The process continues: "What is the next best surrogate, given the first one?" These surrogates are found to be orthogonal (non-redundant) to the primary and previous surrogates. They are ranked by their similarity score.

**Result:**
1.  **1st Surrogate:** `Student?` (Similarity = 0.85)
    *   If `Yes`, send LEFT (like young/middle age).
    *   If `No`, send RIGHT (like senior age).
2.  **2nd Surrogate:** `Income` (Similarity = 0.70)
    *   If `Low` or `Medium`, send LEFT.
    *   If `High`, send RIGHT.
3.  **3rd Surrogate:** `Credit_Rating` (Similarity = 0.55)
    *   If `Fair`, send LEFT.
    *   If `Excellent`, send RIGHT.

#### Step 3: Handling the Missing Data Point (Instance ID 15)

Now, for our new instance where `Age` is missing:
1.  **Check Primary Split:** `Age` is missing → Cannot use it.
2.  **Check 1st Surrogate:** `Student?` = `Yes` → Decision: Send LEFT.
3.  Since we found a valid surrogate, we do not need to check the others.

The instance is sent down the LEFT branch based on the surrogate feature `Student?`. The process continues at the next node with its own set of primary and surrogate splits.

#### Step 4: What if ALL Surrogates are Missing?

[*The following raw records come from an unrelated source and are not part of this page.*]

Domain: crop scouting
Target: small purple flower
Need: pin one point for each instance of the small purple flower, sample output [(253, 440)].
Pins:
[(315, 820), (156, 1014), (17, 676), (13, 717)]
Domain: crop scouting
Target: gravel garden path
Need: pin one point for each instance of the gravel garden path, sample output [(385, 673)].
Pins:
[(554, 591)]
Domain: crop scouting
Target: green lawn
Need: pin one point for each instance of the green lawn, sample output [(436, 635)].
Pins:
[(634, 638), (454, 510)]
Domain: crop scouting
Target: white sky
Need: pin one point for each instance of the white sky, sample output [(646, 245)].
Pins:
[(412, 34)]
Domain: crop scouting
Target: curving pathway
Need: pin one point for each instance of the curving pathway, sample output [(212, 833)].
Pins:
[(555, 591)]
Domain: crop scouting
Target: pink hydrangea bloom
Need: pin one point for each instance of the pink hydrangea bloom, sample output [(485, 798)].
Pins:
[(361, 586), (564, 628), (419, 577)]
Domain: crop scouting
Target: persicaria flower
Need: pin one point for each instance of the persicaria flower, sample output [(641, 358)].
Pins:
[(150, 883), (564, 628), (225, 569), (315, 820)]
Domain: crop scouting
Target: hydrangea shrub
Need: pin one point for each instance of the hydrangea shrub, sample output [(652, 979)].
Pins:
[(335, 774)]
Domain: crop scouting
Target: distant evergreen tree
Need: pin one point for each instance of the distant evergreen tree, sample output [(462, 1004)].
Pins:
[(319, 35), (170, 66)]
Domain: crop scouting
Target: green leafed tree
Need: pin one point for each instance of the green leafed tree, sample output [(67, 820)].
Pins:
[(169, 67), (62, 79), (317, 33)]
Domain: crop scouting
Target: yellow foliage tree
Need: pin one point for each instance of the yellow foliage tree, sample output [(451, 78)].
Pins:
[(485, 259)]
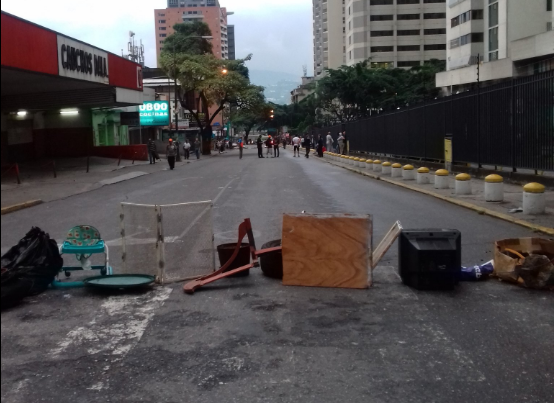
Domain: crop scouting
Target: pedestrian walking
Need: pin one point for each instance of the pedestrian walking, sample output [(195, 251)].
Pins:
[(296, 145), (330, 142), (260, 144), (177, 146), (186, 149), (197, 145), (341, 144), (276, 144), (269, 146), (171, 153), (152, 151), (320, 147), (241, 146)]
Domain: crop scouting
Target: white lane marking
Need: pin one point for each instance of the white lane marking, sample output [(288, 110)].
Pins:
[(122, 178), (118, 327)]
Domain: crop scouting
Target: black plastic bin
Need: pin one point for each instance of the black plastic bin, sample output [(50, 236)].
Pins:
[(225, 252), (430, 259)]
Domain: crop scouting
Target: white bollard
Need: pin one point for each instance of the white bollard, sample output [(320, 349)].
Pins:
[(396, 170), (377, 166), (463, 184), (423, 176), (442, 181), (494, 188), (408, 172), (534, 199)]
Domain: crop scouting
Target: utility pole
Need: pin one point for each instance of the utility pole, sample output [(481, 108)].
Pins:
[(478, 112)]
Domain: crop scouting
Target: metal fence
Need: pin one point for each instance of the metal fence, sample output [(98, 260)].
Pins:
[(510, 124)]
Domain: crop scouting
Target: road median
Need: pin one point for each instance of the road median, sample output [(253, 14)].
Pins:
[(20, 206), (462, 203)]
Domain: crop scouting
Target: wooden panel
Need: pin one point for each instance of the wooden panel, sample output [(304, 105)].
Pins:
[(326, 250), (386, 243)]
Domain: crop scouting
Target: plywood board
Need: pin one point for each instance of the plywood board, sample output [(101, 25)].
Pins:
[(326, 250), (386, 243)]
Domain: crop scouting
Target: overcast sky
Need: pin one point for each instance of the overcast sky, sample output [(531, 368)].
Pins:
[(277, 32)]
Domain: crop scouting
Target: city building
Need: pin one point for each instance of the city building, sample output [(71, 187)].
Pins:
[(508, 38), (395, 33), (48, 101), (182, 11), (231, 41), (303, 90), (328, 28)]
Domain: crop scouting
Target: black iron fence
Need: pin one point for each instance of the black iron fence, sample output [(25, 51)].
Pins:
[(510, 124)]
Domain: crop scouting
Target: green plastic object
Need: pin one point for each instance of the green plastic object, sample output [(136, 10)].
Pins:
[(120, 281)]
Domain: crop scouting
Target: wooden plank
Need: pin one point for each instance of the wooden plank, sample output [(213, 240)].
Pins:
[(327, 250), (386, 243)]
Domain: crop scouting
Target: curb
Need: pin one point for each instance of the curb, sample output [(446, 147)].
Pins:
[(461, 203), (20, 206)]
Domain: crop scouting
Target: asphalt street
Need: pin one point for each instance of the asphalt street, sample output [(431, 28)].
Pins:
[(254, 340)]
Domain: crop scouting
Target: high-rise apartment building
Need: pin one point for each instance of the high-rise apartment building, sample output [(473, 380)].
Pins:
[(182, 11), (328, 20), (395, 33), (509, 38), (231, 41)]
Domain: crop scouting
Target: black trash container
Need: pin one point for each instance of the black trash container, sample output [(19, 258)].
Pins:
[(225, 252), (430, 259)]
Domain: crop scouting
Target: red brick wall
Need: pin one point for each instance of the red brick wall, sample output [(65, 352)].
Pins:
[(28, 47), (63, 143), (123, 73)]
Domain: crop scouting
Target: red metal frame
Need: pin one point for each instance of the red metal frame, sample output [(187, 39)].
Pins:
[(245, 230)]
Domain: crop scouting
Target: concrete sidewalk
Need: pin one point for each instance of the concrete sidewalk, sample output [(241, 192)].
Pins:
[(513, 195), (38, 182)]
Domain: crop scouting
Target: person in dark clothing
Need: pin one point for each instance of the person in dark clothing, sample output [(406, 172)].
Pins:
[(186, 149), (171, 152), (320, 147), (178, 155), (308, 145), (276, 144), (152, 151), (269, 146), (260, 144), (197, 145)]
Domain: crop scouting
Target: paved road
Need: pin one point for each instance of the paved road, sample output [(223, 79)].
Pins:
[(253, 340)]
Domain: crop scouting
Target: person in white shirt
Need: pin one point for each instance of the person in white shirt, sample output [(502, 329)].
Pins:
[(296, 143), (330, 142), (186, 148), (341, 143)]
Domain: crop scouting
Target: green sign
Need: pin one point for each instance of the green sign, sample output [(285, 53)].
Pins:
[(154, 113)]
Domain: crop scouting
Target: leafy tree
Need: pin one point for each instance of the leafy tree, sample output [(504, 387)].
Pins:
[(217, 83), (187, 39), (246, 118)]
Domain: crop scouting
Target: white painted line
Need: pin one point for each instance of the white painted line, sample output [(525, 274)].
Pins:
[(121, 178), (115, 330)]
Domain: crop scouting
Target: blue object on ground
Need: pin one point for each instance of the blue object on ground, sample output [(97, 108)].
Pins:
[(477, 273)]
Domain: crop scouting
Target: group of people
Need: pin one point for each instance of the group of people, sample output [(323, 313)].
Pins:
[(320, 145), (172, 151), (271, 144)]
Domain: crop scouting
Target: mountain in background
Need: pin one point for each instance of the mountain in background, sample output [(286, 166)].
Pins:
[(277, 85)]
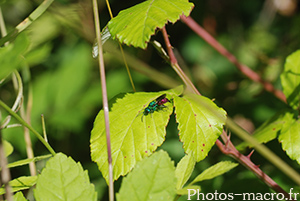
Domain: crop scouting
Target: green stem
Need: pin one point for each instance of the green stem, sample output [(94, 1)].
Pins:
[(24, 123)]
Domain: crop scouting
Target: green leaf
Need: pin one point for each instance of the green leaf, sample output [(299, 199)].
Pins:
[(8, 148), (187, 189), (152, 179), (131, 138), (290, 79), (184, 170), (268, 131), (200, 123), (290, 137), (64, 179), (20, 183), (12, 55), (215, 170), (135, 25), (27, 161), (19, 197)]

It is possible, though rare, that an instance is missing the primary feature *and* all surrogate features. In this case, CART uses a **fallback mechanism**:

The instance is sent to **both child branches**. As it moves down the tree, its prediction is given a **weight** based on the proportion of training data that went to each branch at the split. Finally, at the leaf, the weighted predictions from all paths are combined.

This is effectively a sophisticated form of probabilistic imputation using the tree's own structure.

---

### Why is this "Perfect" Handling?

This method is considered superior to simple imputation (mean/median/mode) for several reasons:

1.  **Uses Relationships:** It doesn't just fill in a value; it leverages the correlation between features. The surrogates are chosen precisely because they are proxies for the primary split.
2.  **No Information Loss:** Unlike dropping rows with missing values, it uses all available information from the instance.
3.  **No Introduction of Bias:** Simple imputation can distort the distribution of a feature. This method avoids that.
4.  **Embedded in the Model:** The surrogates are part of the trained model itself. There's no separate imputation step that could cause data leakage.

### Summary in a Nutshell

| Step | Action | Key Metric |
| :--- | :--- | :--- |
| **1** | Find the best primary split on feature `X`. | Max Impurity Reduction |
| **2** | For all other features, find the split that best replicates the primary split. Rank them. | `Similarity = (A + D) / N` |
| **3** | For a new instance missing `X`, use the highest-ranked surrogate feature that is not missing. | N/A |
| **4** | If all surrogates are missing, send the instance down all paths with weights. | Proportion of training data |

This elegant approach allows CART to handle real-world, messy data with minimal preprocessing, making it a robust and powerful algorithm.